The airline started the process to select Ridgway’s successor in July and ensure a smooth handover before his retirement early next year.
“We’ve been through several recessions that we’ve had to navigate our way through,” Ridgway said. “There’s never a right time to go and you never particularly go when it’s a good or bad time, you just go when it’s right.”
Ridgway took over as CEO in October 2001, having emerged from a group of executives dubbed the “six pack” who led the airline in its early years. Over the course of 23 years, the executive has witnessed the carrier grow from two 747s to a fleet of 40 long-haul aircraft that will include Boeing Co. (BA) 787 Dreamliners by the summer of 2014, Ridgway said.
Spa and Champagne
Under his stewardship Virgin Atlantic’s red uniforms, new- age entertainment systems and service hearkening back to the golden age of flying -- afternoon tea, spa treatments and Lanson Black Label Champagne -- set a standard for innovation.

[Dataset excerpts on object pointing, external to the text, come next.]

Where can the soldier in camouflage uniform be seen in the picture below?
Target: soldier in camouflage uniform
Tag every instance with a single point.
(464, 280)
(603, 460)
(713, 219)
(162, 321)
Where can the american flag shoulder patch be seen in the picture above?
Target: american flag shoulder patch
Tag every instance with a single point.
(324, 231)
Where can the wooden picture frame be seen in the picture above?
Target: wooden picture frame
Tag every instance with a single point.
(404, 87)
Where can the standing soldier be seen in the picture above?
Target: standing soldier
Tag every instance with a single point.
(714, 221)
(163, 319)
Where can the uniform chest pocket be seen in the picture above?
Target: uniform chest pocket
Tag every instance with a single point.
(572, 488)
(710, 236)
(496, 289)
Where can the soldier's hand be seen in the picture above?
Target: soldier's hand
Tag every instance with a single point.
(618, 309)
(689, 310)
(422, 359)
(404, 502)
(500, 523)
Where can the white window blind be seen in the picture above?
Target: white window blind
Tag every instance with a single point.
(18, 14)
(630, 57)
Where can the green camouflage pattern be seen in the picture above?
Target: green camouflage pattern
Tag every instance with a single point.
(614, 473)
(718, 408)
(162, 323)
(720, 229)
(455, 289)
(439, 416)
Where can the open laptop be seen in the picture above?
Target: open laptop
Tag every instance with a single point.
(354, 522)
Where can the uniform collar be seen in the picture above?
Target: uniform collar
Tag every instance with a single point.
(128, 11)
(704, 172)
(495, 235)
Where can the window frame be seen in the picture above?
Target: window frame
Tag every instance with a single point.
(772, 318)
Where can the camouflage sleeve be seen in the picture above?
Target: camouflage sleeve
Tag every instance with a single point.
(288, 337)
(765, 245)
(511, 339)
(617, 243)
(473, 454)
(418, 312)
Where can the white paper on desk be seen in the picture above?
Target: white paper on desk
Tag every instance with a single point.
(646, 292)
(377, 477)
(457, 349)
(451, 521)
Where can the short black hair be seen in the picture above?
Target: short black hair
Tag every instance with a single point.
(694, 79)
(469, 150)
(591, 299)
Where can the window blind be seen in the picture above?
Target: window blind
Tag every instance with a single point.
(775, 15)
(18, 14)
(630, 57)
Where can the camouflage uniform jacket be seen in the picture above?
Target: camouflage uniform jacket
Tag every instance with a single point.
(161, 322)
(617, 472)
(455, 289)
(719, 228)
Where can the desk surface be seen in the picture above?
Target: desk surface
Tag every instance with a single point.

Though the Virgin brand is well-known, the airline’s scale is modest in industry terms. BA, Heathrow’s largest operator, carried 51.7 million people in 2011, over eight times more than Virgin Atlantic. It’s the third-largest long distance carrier departing out of Heathrow with 3.3 percent of the airport’s slots, the same as Irish carrier Aer Lingus Group Plc. (AERL)
“Virgin Atlantic requires good operations to manage the fuel and capital management to manage the upgrade of the fleet,” Hollins of Investec said. “That takes good relationships and someone with a huge appetite for hard work; the next person needs to be in there for the long term.”